Another instance in the journal that finds Dunham reflecting on the connections between the U.S. and Brazil centers around their respective celebrations of independence. He reflects, “I think there is as much money spent in Brazil for powder and fireworks every week as there is in the United States on the fourth of July the 2nd day of July they celebrate their Independence and it is a queer kind of independence to make much fuss about” (111). Here Dunham is forced to recognize, even as he struggles to downplay, the commonalities between the U.S. and other places throughout the Americas, parallel histories that revolve around settler colonialism, anti-colonial independence, and African slavery. By reading Journey to Brazil carefully, one can detect the multiple strands for reading the nineteenth-century relationship between the U.S. and the rest of the hemisphere. Is that relationship one of imperialist domination, as presaged in José Martí’s brief essay “Our America” and analyzed in scholarly works such as Gretchen Murphy’s Hemispheric Imaginings: The Monroe Doctrine and Narratives of U.S. Empire ? Or is that relationship better explained by the set of mutual cultural, political, and economic exchanges chronicled by Anna Brickhouse in her book, Transamerican Literary Relations and the Nineteenth-Century Public Sphere ? The real value of the Dunham journal, finally, lies in its ability to remind us that for writers and readers in the nineteenth-century U.S., concerns about the intersections between the national and the foreign stretched beyond the ever-expanding western frontier, beyond even a burgeoning spot of economic activity such as the South Pacific, and included, in fact, the entirety of the Americas.
Bibliography
Brickhouse, Anna. Transamerican Literary Relations and the Nineteenth-Century Public Sphere . New York: Cambridge UP, 2004.
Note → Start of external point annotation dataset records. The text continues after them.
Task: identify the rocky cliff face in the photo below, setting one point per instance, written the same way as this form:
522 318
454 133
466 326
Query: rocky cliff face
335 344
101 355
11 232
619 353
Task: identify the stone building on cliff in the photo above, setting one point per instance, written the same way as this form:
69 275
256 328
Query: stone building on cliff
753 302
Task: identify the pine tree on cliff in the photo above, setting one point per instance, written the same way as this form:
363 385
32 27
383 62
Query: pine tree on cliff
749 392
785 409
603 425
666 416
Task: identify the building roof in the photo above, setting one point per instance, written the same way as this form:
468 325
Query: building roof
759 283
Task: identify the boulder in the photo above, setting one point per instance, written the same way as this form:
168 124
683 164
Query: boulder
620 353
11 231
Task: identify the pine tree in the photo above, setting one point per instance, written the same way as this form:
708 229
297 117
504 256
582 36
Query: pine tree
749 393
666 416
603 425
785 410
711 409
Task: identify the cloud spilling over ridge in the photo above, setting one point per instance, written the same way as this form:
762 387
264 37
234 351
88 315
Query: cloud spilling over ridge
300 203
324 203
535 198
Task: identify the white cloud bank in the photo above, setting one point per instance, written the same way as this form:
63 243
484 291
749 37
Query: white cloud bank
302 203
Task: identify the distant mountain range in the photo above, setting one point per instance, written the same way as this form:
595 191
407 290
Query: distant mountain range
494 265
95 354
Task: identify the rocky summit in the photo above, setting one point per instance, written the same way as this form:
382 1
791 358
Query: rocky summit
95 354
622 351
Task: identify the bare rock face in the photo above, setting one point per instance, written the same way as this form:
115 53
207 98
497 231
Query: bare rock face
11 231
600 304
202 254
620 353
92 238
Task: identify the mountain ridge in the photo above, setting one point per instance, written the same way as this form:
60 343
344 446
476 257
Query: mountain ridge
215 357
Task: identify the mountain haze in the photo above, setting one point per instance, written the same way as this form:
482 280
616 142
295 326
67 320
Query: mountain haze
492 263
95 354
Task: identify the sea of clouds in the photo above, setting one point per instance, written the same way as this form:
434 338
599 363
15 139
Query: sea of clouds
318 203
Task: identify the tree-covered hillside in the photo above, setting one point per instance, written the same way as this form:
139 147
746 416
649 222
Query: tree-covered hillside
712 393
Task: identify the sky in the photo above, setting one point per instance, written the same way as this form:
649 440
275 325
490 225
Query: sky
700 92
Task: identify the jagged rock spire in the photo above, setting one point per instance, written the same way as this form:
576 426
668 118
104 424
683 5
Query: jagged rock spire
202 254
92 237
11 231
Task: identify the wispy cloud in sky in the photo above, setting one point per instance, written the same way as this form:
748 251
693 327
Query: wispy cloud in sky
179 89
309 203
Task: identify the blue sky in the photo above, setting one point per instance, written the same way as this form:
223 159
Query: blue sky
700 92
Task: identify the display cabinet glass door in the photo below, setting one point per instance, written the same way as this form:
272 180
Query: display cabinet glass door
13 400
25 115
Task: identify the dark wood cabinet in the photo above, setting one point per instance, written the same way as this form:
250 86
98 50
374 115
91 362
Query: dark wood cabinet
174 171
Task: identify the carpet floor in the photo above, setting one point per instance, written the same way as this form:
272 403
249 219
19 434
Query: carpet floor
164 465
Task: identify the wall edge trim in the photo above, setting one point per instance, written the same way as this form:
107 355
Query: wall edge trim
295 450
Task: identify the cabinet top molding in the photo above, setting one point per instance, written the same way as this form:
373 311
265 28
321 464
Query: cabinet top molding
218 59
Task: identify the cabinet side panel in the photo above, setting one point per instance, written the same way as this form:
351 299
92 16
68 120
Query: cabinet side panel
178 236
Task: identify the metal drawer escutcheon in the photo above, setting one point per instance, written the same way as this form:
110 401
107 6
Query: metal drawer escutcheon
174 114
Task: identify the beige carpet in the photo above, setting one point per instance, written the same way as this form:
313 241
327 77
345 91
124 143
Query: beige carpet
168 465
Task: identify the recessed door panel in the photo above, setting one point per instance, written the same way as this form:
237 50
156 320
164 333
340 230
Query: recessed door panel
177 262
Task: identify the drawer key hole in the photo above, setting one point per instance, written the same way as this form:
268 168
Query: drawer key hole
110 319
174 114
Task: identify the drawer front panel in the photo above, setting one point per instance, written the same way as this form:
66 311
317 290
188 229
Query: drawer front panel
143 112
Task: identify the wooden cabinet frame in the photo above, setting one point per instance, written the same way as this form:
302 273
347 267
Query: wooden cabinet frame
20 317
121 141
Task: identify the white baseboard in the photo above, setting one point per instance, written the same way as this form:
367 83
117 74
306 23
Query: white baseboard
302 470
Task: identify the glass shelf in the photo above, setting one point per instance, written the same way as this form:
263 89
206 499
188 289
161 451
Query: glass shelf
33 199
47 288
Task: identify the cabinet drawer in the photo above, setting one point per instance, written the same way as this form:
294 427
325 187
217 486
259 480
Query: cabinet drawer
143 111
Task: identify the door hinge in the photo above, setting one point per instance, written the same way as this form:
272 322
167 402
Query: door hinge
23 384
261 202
Cummins, Maria. El Fureidis . Boston: Ticknor and Fields, 1860.
Melville, Herman. Moby-Dick, or, The Whale . Berkley: U of California P, 1979.
-----. Typee: A Peep at Polynesian Life; Omoo: A Narrative of Adventures in the South Seas; Mardi: A Voyage Thither . New York: Viking Press, 1982.
Murphy, Gretchen. Hemispheric Imaginings: The Monroe Doctrine and Narratives of U.S. Empire . Durham, NC: Duke UP, 2005.
Nelson, Dana. The Word in Black and White: Reading “Race” in American Literature . New York: Oxford UP, 1992.
Poe, Edgar Allan. The Narrative of Arthur Gordon Pym of Nantucket . New York: Modern Library, 2002.
Warner, Susan. The Wide, Wide World . New York: Putnam, 1851.